Anatomy of the Torrance Explosion
The CSB report indicates that the chain of events leading up to the ExxonMobil explosion in Torrance began when an expander malfunctioned on February 12, 2015, causing the fluid catalytic cracking unit to be taken offline. This change in operations caused steam to be redirected into a reactor to contain hydrocarbon flow within the facility. When the steam leaked into a maintenance area, however, a supervisor unaware of the safety issues reduced the pressure of the steam, allowing hydrocarbons to leak into the electrostatic precipitator, where these chemicals ignited and exploded. According to the CSB, the accident could have been much worse; debris from the explosion narrowly missed a tank in the alkylation unit filled with large amounts of hydrofluoric acid. The health effects of a large scale release of this toxic chemical could have been catastrophic for the surrounding community.

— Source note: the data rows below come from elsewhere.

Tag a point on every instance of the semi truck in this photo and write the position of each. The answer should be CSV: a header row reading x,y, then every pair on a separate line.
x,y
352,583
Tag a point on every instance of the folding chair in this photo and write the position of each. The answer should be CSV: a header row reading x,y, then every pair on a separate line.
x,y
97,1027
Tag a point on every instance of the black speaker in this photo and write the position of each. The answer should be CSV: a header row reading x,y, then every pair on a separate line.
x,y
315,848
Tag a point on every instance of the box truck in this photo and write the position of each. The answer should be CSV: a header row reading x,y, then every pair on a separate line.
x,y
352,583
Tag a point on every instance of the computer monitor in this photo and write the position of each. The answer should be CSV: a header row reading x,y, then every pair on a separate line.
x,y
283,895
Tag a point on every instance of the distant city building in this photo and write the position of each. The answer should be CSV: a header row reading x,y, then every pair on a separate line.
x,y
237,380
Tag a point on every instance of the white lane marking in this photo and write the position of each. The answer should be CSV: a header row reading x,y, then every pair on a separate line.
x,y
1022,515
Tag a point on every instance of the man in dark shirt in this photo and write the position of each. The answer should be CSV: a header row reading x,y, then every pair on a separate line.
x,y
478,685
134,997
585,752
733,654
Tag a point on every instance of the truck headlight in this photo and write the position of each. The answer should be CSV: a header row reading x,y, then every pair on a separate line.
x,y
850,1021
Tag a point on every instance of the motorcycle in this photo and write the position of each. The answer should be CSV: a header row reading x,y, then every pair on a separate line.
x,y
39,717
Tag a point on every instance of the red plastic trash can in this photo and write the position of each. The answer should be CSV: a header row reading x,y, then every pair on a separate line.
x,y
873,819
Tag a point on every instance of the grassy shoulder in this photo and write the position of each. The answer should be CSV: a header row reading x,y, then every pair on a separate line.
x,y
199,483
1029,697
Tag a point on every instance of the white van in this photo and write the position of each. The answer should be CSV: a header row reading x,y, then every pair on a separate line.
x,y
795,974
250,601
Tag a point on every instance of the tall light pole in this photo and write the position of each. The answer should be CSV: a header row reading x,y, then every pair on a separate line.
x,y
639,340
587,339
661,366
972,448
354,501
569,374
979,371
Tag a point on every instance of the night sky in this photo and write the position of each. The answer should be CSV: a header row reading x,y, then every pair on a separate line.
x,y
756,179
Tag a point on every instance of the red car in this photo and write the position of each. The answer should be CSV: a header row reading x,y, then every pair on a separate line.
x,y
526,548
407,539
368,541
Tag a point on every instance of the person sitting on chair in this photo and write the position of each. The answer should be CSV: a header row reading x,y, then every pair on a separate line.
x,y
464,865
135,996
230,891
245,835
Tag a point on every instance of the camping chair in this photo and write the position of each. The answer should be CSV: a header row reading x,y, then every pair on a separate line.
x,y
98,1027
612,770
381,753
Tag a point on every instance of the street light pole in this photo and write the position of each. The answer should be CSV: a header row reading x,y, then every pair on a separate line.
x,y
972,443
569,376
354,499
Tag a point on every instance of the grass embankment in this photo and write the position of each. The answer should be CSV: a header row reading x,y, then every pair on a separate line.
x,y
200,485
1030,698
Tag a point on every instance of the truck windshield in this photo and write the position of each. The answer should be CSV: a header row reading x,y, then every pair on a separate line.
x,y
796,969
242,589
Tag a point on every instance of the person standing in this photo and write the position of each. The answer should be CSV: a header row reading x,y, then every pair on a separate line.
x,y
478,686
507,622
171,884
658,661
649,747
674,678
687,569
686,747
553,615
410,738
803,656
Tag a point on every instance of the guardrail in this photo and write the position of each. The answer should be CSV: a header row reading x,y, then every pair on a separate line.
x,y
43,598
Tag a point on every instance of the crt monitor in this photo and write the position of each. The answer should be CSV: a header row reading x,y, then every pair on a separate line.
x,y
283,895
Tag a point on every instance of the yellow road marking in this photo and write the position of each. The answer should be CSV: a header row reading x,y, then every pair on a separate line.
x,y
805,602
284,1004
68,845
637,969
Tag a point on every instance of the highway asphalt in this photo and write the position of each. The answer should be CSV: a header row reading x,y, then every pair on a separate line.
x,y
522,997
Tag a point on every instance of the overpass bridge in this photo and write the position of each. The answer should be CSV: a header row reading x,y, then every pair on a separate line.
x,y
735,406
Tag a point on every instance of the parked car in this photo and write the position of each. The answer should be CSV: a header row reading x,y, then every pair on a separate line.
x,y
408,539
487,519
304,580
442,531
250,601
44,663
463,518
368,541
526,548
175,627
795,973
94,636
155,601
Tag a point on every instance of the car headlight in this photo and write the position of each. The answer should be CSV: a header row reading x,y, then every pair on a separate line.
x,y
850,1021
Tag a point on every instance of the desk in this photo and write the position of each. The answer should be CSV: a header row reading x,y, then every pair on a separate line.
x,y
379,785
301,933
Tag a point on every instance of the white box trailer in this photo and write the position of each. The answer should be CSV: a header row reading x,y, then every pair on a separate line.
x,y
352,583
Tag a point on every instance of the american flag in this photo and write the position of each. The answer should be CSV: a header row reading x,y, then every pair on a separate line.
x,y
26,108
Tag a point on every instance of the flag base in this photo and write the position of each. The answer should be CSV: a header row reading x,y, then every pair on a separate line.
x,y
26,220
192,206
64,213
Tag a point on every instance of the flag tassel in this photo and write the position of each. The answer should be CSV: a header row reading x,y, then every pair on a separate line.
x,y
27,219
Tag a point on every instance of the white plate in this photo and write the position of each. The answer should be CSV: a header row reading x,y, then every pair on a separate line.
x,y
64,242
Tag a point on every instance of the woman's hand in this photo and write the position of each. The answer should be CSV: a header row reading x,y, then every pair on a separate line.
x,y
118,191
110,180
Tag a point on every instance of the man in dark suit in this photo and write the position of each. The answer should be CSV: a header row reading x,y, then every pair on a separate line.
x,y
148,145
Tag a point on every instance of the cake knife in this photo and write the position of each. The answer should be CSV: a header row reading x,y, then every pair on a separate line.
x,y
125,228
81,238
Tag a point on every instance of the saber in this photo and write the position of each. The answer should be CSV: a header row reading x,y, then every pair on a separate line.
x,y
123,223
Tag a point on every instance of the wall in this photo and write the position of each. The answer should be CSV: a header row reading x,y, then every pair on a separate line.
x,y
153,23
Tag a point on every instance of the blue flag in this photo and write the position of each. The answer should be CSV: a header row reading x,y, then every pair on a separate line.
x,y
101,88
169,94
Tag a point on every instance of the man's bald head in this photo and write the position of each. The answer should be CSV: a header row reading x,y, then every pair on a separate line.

CSB Finds Multiple Safety Failures at ExxonMobil
According to CSB investigators, ExxonMobil failed to perform adequate process hazards analysis and reviews needed to ensure that the plant was operating safely after the fluid catalytic cracking unit was taken offline. A written variance is required when facilities do not adhere to normal operating procedures. ExxonMobil did implement a variance; however, it was outdated and did not reflect the current conditions present in the fluid catalytic cracking unit. Additionally, the risk assessments performed by ExxonMobil did not include any safeguards or plans intended to mitigate dangers associated with the buildup of hydrocarbons in the electrostatic precipitator despite evidence that the company was aware of these potential risks.
A Pattern of Lack of Cooperation
Investigations into the Torrance accident have been hampered by an apparent unwillingness on the part of ExxonMobil to provide information to the CSB regarding the safety procedures in place and the exact sequence of events that led up to the explosion on February 18. ExxonMobil has failed to provide complete responses to almost half of the subpoena requests submitted by the CSB.
A History of Similar Events
The petrochemical industry has been plagued by numerous accidents and industrial explosions in recent years:
- The West Fertilizer Company industrial plant explosion on April 17, 2013, resulted in more than 160 injuries and 15 deaths. According to investigators, the explosion occurred after large quantities of ammonium nitrate ignited in a bin located inside a seed and fertilizer storage facility located on the company’s premises.
- On August 6, 2012, a fire broke out at the Chevron Refinery in Richmond, California. According to the CSB, 19 workers were put in danger and more than 15,000 people living in the area were sent to the hospital for evaluation of their exposure to dangerous chemicals released in the blaze.
The root causes for these accidents can often be traced to a failure on the part of the energy industry to maintain compliance with federal and state regulations and to implement safety plans for their facilities. For those who have suffered losses or who have been injured in these industrial accidents, working with an attorney who specializes in refinery explosions and fires can be a good first step toward holding energy companies responsible for their failures in protecting the safety of workers and the general public. Retaining expert legal help can also ensure the highest possible settlement for injuries incurred in these serious and preventable accidents.